Sunday, November 01, 2009

November is Lung Cancer Awareness Month

This is my brother Clint. Clint died two years ago after a shockingly short battle with lung cancer.

November is National Lung Cancer Awareness Month. Lung cancer kills more people every year than breast, prostate, colon, liver, kidney, and melanoma cancers combined, yet it receives a fraction of the research funding. October was Breast Cancer Awareness Month. Pink ribbons were ubiquitous, from the corrugated insulator on my coffee cup at Caribou to specially marked packages of M&Ms, with proceeds going to fund research and outreach. Public awareness, screening programs and research funding have helped contribute to huge strides in treatment and survival of breast cancer, and that is fantastic. Now it’s time to focus more attention and money on lung cancer, a disease that affects so many people, either themselves or someone they love.

Like my brother. Clint was diagnosed in August 2007 and died that December. Although I shouldn’t have been shocked, I was. Only a week before he died, his doctors told my sister-in-law, Lee, they expected him to recover.

He was not a smoker, not that it should matter. But some people seem to think that people with lung cancer deserve it because they smoked. That attitude surely contributes to a lack of funding for lung cancer research. According to the Lung Cancer Alliance, total research funding for lung cancer in the U.S. in 2009 is projected to be $199 million, down one-third since 2005. Compare this figure to breast cancer research funding: a projected $1.1 billion for 2009, up $50 million from 2005.

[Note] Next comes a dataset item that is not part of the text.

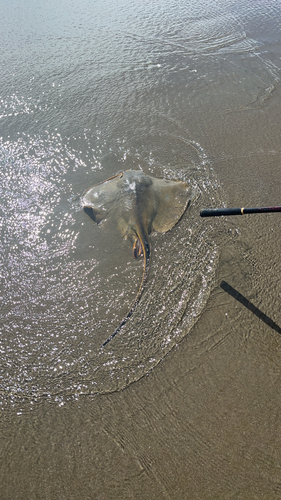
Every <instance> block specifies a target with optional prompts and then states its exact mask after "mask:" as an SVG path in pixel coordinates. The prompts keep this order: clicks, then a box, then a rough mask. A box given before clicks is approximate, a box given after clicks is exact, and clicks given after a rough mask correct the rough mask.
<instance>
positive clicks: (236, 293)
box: [220, 281, 281, 334]
mask: <svg viewBox="0 0 281 500" xmlns="http://www.w3.org/2000/svg"><path fill="white" fill-rule="evenodd" d="M220 287H221V288H222V289H223V290H224V291H225V292H227V293H228V294H229V295H231V296H232V297H233V298H234V299H235V300H237V301H238V302H240V304H242V305H243V306H245V307H247V309H249V311H251V312H252V313H253V314H255V315H256V316H257V317H258V318H259V319H261V320H262V321H263V322H264V323H265V324H266V325H268V326H270V328H272V329H273V330H275V331H276V332H277V333H280V334H281V328H280V326H278V325H277V324H276V323H274V321H273V320H272V319H271V318H269V317H268V316H267V315H266V314H264V313H263V312H262V311H261V310H260V309H258V307H256V306H255V305H254V304H252V302H250V301H249V300H248V299H247V298H246V297H244V295H242V294H241V293H239V292H238V291H237V290H235V288H233V287H232V286H231V285H229V283H226V281H222V282H221V284H220Z"/></svg>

Perhaps the lack of funding also stems from projected outcomes. Lung cancer is considered a death sentence, with 5-year survival rates just under 16 percent, compared to 89 percent and almost 100 percent 5-year survival rates for breast and prostate cancers respectively. Doctors don’t want to board a sinking ship, and the government doesn’t want to buy a boat with a hole in the hull.

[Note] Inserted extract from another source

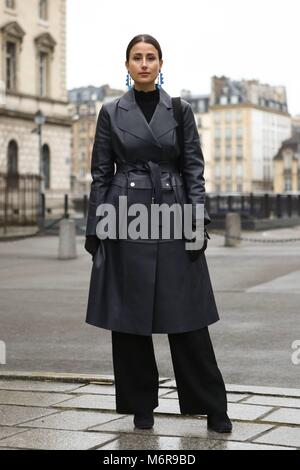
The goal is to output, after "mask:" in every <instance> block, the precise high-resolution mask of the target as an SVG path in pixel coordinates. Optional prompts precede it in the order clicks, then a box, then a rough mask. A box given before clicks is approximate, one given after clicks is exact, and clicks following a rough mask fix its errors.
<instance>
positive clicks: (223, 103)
mask: <svg viewBox="0 0 300 470" xmlns="http://www.w3.org/2000/svg"><path fill="white" fill-rule="evenodd" d="M220 104H228V98H227V96H221V98H220Z"/></svg>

Clint and Lee had four kids. He will never see his children get married, never know his grandchildren, never gaze lovingly at his wife again. He will never tease me again, never show me how to be a patient, loving parent again. My mother had to bury her first-born child.

I miss my brother. I think about him every day. His photo is on my hutch. His Coca Cola glass is on my dresser. His love is in my heart.

Lung cancer needs to be talked about, and it needs to be eradicated. Check out these sites for more information or to get involved.

Lung Cancer Alliance
National Cancer Institute
Bonnie J. Addario Lung Cancer Foundation

1 comment:

Lisa Abbott said...

Nothing bad ever happened in my family my whole life. No one so much as broke an arm or had to go for stitches. Then my Aunt Karen died of cancer at 33 years old after they took her apart a piece at a time. Then my father died at 44 years old of cancer. Holy fuckanoly is what I have to say about it.